And I wonder if I should tell him about Gabriel. I feel like I could? I feel like I should. I feel like…he’d get it, more than anyone else.
The room itself is actually gorgeous. It’s not big or grand or anything; the bed dominates the room on a heavy, dark wooden frame, mattress overhanging the edges slightly, tucked tight between nightstands that look like they haven’t moved in a century.
The bedspread itself is a damask pattern that matches the heavy drapes framing the window, and there’s a pair of floral-stitched armchairs in the corners.
The furniture doesn’t match so much as it seems to agree with itself, but I kind of like the vibe anyway.
I take a deep breath. “Smell that?” I say to Ash.
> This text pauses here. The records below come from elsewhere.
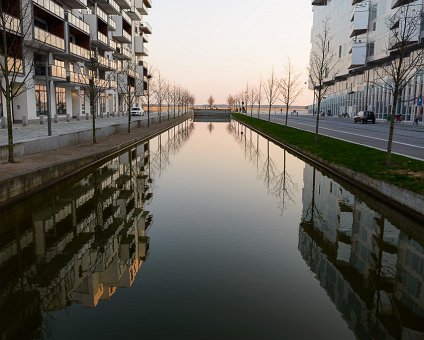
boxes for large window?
[35,85,47,116]
[56,87,66,115]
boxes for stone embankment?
[236,119,424,221]
[0,113,192,207]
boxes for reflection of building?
[299,165,424,339]
[0,142,152,339]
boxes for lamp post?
[146,74,152,126]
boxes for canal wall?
[0,114,192,207]
[236,119,424,221]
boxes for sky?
[145,0,313,105]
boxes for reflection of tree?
[227,123,297,214]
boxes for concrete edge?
[0,114,192,208]
[233,117,424,221]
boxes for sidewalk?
[0,113,192,206]
[0,112,173,146]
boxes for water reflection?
[227,122,298,215]
[232,122,424,339]
[0,122,194,339]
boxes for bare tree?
[264,69,280,121]
[309,19,336,140]
[153,72,166,122]
[376,4,424,166]
[280,59,302,126]
[0,0,37,163]
[258,77,263,118]
[78,49,114,144]
[248,87,258,117]
[208,96,215,109]
[117,60,137,133]
[227,94,235,110]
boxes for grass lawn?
[233,113,424,195]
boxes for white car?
[131,107,144,116]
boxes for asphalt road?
[255,114,424,160]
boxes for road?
[255,114,424,160]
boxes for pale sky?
[145,0,313,105]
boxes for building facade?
[309,0,424,121]
[0,0,152,122]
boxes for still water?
[0,122,424,339]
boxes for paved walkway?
[0,113,177,146]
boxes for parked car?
[131,107,144,116]
[353,111,375,124]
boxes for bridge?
[193,109,231,122]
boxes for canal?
[0,121,424,340]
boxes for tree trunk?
[5,83,15,163]
[386,91,399,166]
[286,103,289,126]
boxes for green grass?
[233,113,424,194]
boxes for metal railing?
[34,26,65,50]
[68,12,90,34]
[33,0,65,19]
[69,43,90,59]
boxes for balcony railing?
[68,12,90,34]
[97,32,107,45]
[52,65,66,79]
[7,58,24,73]
[33,0,65,19]
[122,30,131,41]
[69,43,90,60]
[109,39,116,51]
[0,13,21,34]
[109,17,116,31]
[96,7,107,23]
[34,26,65,50]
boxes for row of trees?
[227,59,303,125]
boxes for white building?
[0,0,151,122]
[309,0,424,121]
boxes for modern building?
[0,0,152,122]
[309,0,424,121]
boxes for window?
[56,87,66,115]
[35,85,47,116]
[368,43,374,57]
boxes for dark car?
[353,111,375,124]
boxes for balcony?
[134,36,149,57]
[66,0,87,9]
[140,22,152,34]
[97,0,119,15]
[108,17,116,31]
[96,7,108,24]
[134,0,149,15]
[392,0,415,9]
[116,0,131,9]
[34,26,65,52]
[33,0,65,20]
[0,13,21,35]
[350,2,369,38]
[69,42,90,60]
[312,0,327,6]
[67,13,90,35]
[125,7,141,21]
[349,42,367,69]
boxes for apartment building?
[0,0,152,122]
[309,0,424,121]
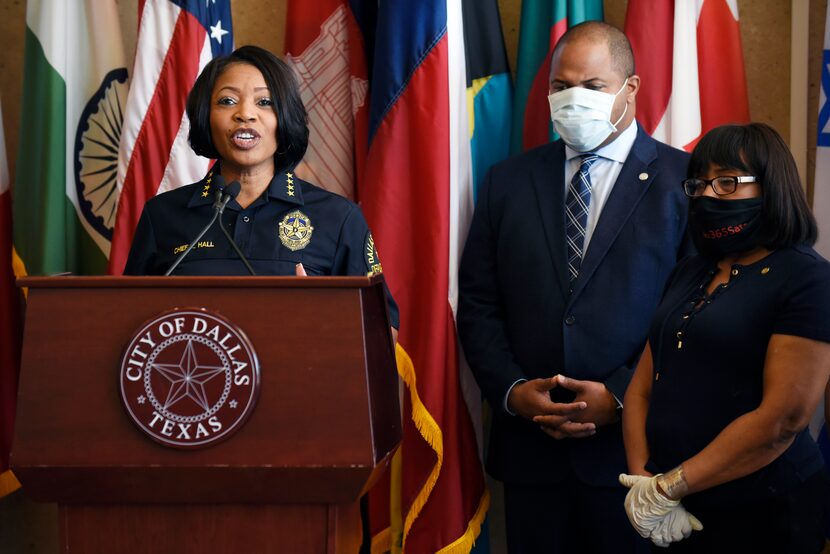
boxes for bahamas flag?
[360,0,490,552]
[461,0,513,195]
[510,0,602,152]
[14,0,128,274]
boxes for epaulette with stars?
[285,173,294,196]
[202,171,213,198]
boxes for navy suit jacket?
[457,124,691,486]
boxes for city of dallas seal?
[119,308,260,448]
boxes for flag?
[359,0,489,552]
[0,98,23,498]
[14,0,128,274]
[813,0,830,258]
[510,0,602,153]
[109,0,233,275]
[461,0,513,201]
[625,0,749,150]
[285,0,369,199]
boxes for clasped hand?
[620,473,703,547]
[508,375,617,439]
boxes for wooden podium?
[11,277,401,553]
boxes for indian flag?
[13,0,128,274]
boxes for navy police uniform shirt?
[124,173,398,328]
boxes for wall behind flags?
[0,0,827,201]
[0,0,828,554]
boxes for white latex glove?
[651,504,703,547]
[620,473,703,547]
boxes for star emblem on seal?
[150,340,225,411]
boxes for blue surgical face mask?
[548,79,628,152]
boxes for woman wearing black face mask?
[620,124,830,552]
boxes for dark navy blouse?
[646,247,830,506]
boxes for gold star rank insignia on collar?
[278,210,314,251]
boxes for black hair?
[551,21,635,79]
[186,46,308,172]
[688,123,818,250]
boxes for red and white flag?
[109,0,233,275]
[285,0,369,199]
[625,0,749,150]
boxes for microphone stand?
[219,208,256,275]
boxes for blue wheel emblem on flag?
[74,67,128,241]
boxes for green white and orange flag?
[13,0,128,274]
[0,96,23,498]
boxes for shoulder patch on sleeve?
[363,231,383,276]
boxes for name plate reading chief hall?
[119,308,260,449]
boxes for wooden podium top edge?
[17,274,383,289]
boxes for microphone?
[164,175,241,276]
[214,181,256,275]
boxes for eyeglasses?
[683,175,757,198]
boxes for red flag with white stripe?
[625,0,749,150]
[109,0,233,275]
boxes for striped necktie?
[565,153,598,289]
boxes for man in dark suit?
[458,22,688,554]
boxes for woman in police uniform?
[124,46,398,327]
[620,124,830,553]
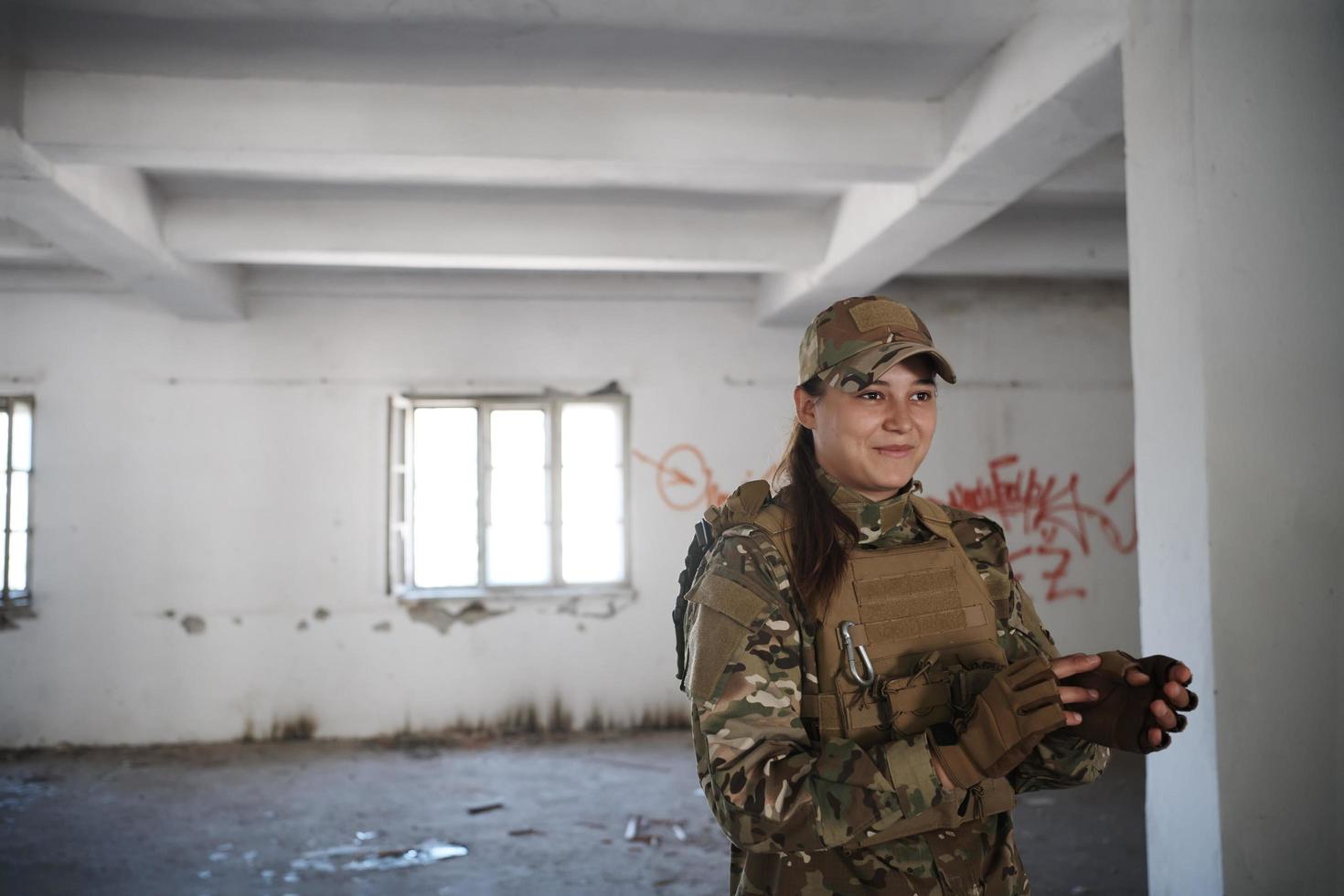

He gives me a questioning look as he drops his backpack on a chair. “Lead paint.”
He tries not to laugh and fails. “Shut up.”
“Seriously.” I point to the crown molding, softened by layers of creamy paint. “No way this ain’t all lead.”
He goes to the window to throw wide the drapes, revealing what is a spectacular view of the Savannah River. “But check this,” he says. “This makes up for the night of brain damage, yeah?”
I grab his hand and drag him towards the door. “Let’s go see it ourselves.”
Down to the riverfront we go, walking along centuries-old cobblestone streets that are a stark contrast to the modern cars rushing along them.
Ducking beneath giant live oaks whose branches stretch across the squares, dripping in Spanish moss.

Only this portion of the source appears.